Investment Strategies

VITABHAYA

The Vītabhaya (Sanskrit for fearless) strategy is a high-frequency strategy that combs through the market microstructure for exchange-traded futures instruments across asset classes. It offers structural resilience enabling capital preservation by limiting drawdown and faster market recovery in both range-bound and trending markets by using in-built risk management techniques such as volatility-adjusted position sizing and loss limits per position.

Managed Futures have long been used by Sovereign Wealth Funds (SWFs), pension plans, endowments and High Net Worth Individuals (HNWI) to diversify risk whilst maintaining optimal return as per their parameters. Managed Futures have traditionally exhibited lower correlations to many asset classes, such as equities, fixed income and real estate and as a subset help to reduce portfolio volatility.

There is an added advantage to exposure to all major asset classes via futures; including but not limited to equities, indices, fixed income, currencies,
energy, agricultural commodities, interest rates.

THOTH

The Thoth (Egyptian God of wisdom) strategy is a factor-based investment strategy that focuses on identifying high-quality companies using our proprietary Boolean Intelligence Metric (BIM) within the US equities universe.

Quality factor investing is an investment strategy that focuses on identifying high-quality companies.The characteristic that distinguishes quality from other factors is its mutual exclusiveness to the prevailing stock price.

We use a streamlined approach to capturing factor signals, one that has been used by academics and practitioners throughout the industry with a focus on Quality factors.

 

 

 

TALOS

The Talos (the first AI machine in recorded history) strategy aims to bring value investing into AI equities. We believe that despite all the growth and potential in profits of AI businesses, listed equities on the AI value chain and the entire AI supply chain do not enjoy the PE ratio and price surges like other major tech equities, which often suffer from excessive PEs.

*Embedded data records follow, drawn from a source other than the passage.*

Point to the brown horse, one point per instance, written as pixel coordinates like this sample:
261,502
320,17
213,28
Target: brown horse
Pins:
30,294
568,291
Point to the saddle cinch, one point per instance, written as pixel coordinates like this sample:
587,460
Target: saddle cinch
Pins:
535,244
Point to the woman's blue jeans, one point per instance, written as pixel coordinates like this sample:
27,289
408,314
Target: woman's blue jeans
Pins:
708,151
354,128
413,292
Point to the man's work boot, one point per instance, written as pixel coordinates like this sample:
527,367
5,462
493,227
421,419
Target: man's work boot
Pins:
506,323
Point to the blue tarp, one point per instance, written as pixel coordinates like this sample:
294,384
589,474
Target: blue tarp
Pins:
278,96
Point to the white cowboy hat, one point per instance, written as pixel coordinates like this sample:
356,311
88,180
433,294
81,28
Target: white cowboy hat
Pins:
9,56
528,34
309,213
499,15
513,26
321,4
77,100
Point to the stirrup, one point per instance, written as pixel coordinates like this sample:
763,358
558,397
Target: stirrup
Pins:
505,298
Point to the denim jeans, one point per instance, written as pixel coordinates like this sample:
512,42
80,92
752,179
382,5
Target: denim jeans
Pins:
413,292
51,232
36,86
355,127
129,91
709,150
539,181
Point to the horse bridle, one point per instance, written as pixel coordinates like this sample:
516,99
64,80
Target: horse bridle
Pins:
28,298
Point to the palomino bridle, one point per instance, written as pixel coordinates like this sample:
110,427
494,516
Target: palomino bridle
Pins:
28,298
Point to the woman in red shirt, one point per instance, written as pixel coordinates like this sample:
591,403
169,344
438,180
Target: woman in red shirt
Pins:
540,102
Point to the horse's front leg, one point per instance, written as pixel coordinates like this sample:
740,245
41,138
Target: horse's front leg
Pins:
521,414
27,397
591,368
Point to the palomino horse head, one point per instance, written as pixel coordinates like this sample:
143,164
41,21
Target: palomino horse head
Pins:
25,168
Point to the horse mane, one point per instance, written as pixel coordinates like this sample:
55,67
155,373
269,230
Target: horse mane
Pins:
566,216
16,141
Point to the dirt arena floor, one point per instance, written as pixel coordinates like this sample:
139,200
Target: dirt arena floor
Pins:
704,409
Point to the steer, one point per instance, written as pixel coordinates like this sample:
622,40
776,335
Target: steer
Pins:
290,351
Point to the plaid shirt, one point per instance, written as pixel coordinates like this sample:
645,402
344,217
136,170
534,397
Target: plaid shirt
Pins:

There is limited need to invest directly in AI startups or AI unicorns to get substantial profits, as long as one invests in the AI value chain and the entire AI supply chain through the stock exchange.

Frequent fundraising dilutes the shareholdings of gainful startups, destroy their growth story, lower their stock price, and overall valuation. We believe listed AI companies enjoy more fairness and integrated information disclosure.

By investing in listed equities in the AI ecosystem, there exist likely benefits from positive network effects with the most innovative AI companies.